|Alternative names||lumpiang dinamita|
dynamite spring rolls
chili cheese sticks
|Place of origin||Philippines|
|Serving temperature||hot, warm|
Dinamita (also known simply as dynamite) is a deep-fried Filipino snack consisting of stuffed siling haba (long green chili peppers) wrapped in a thin egg crêpe. The stuffing is usually giniling (ground beef or pork), cheese, or a combination of both but it can also be adapted to use a wide variety of ingredients, including tocino, ham, bacon, tuna, and shredded chicken. Dinamita is also known as dynamite lumpia, among other names. It is a type of lumpia and it is commonly eaten as an appetizer or as a companion to beer.
The name for the dish literally means "dynamite", due to its resemblance to a stick of dynamite with a long fuse; as well as a reference to the heat of the pepper.
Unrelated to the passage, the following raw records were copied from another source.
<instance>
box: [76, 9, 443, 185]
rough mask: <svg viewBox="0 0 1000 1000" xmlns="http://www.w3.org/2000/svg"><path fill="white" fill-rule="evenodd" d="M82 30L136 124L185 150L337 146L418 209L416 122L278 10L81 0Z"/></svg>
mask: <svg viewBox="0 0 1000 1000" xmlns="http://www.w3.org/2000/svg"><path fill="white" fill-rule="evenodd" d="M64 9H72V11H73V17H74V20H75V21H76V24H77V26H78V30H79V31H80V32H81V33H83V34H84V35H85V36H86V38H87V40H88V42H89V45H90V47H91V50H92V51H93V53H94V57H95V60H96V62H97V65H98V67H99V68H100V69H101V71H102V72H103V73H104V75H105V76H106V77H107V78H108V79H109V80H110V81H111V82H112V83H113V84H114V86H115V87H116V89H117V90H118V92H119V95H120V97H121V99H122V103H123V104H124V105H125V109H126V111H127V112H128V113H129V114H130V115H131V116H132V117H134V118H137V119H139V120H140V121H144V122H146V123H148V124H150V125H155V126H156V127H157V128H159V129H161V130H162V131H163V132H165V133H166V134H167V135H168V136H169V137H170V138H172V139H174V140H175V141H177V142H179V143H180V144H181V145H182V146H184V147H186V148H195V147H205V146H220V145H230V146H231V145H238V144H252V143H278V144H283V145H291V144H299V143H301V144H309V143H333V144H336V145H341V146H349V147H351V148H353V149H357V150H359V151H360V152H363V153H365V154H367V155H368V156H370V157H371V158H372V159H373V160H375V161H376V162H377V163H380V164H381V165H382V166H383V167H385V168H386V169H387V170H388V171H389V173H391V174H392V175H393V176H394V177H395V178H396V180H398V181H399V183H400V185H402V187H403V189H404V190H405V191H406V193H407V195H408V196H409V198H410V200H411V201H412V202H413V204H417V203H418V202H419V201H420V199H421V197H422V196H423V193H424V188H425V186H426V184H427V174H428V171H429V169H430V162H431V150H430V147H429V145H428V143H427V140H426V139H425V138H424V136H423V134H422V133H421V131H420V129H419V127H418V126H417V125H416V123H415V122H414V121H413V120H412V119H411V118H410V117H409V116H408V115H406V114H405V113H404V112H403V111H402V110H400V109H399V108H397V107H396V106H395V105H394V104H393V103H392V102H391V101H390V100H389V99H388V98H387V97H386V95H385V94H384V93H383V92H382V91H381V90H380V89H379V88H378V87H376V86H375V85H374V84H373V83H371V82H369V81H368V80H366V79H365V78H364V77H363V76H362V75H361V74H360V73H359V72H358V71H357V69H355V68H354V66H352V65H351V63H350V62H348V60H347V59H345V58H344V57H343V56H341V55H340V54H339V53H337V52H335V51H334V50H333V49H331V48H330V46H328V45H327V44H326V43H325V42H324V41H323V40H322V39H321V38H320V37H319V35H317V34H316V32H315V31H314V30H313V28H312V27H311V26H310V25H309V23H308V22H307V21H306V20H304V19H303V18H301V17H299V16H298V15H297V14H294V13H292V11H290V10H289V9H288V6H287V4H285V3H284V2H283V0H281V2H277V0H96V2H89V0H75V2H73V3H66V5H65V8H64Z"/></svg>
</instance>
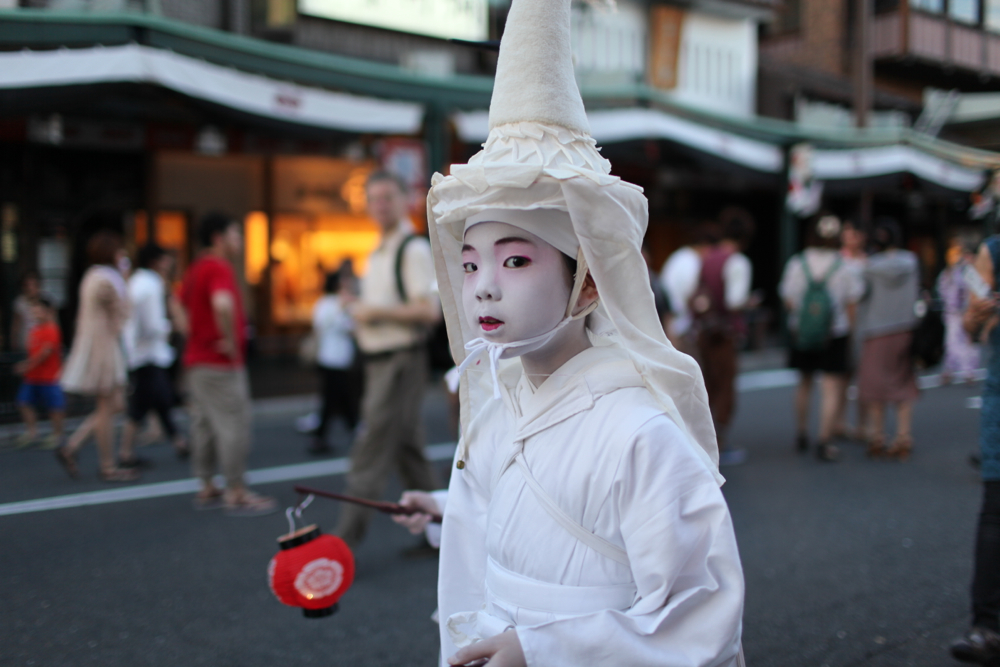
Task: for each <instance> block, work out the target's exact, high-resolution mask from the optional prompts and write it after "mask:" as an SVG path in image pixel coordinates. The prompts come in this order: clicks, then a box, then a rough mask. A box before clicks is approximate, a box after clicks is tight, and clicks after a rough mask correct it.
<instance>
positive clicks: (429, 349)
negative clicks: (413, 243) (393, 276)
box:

Since it is a type of lumpia, it is also known as "dynamite lumpia", "dynamite spring rolls", and "lumpiang dinamita". It also has other creative names like dynamite cheese sticks (with the filling consisting of cheddar or even mozzarella cheese), "barako finger", from Filipino barako (lit. "wild boar"), which has connotations of manliness equivalent to the English term "stud".
Like most lumpia recipes, dinamita is very easy to prepare and can be modified readily. The stuffing, giniling (ground beef or pork), is sauteed beforehand with chopped onions and garlic, and seasoned with salt and black pepper to taste.
The pepper used in dinamita is the long and green siling haba pepper (also known as siling pansigang). The pepper is gently cut lengthwise and the pith and seeds removed, being careful to retain the stalk. It is then stuffed with the ground meat mixture and a strip of cheese (usually cheddar). The stuffed pepper is then wrapped in lumpia wrapper (a thin egg crêpe) with the stalk hanging out of one end. It is deep-fried until golden brown and served while still crispy.
It is eaten as is or dipped into common lumpia dipping sauces like banana ketchup, sweet and sour sauce, garlic mayonnaise, honey mustard, or vinegar with labuyo peppers and calamansi. It is usually eaten as an appetizer or as pulutan (finger food) with beer or other alcoholic drinks.
Siling haba has a "hot" rating in the Scoville scale, at 50,000 SHU. However, some or most of the heat is neutralized by the cheese and the fact that the seeds are removed. The heat can be adjusted by using another type of pepper. Jalapeño or serrano peppers, for example, will lower the spiciness; while habanero peppers will increase it. Another method is to mix the stuffing with finely chopped native labuyo peppers, which are much hotter than siling haba, with a Scoville scale rating of 80,000 to 100,000 SHU. Some of the seeds of the siling haba can also be retained to make it hotter, though too much can make it taste bitter.
The stuffing can similarly be adjusted to taste. Some variants of dinamita may further encase or stuff the pepper with tocino, ham, or bacon, for example, before rolling it into the lumpia wrapper. Others may exclude the cheese or use shredded chicken or even canned tuna. Other ingredients can also be added, like carrots or kintsay (Chinese celery). Some also prepare their lumpia breaded with panko breadcrumbs.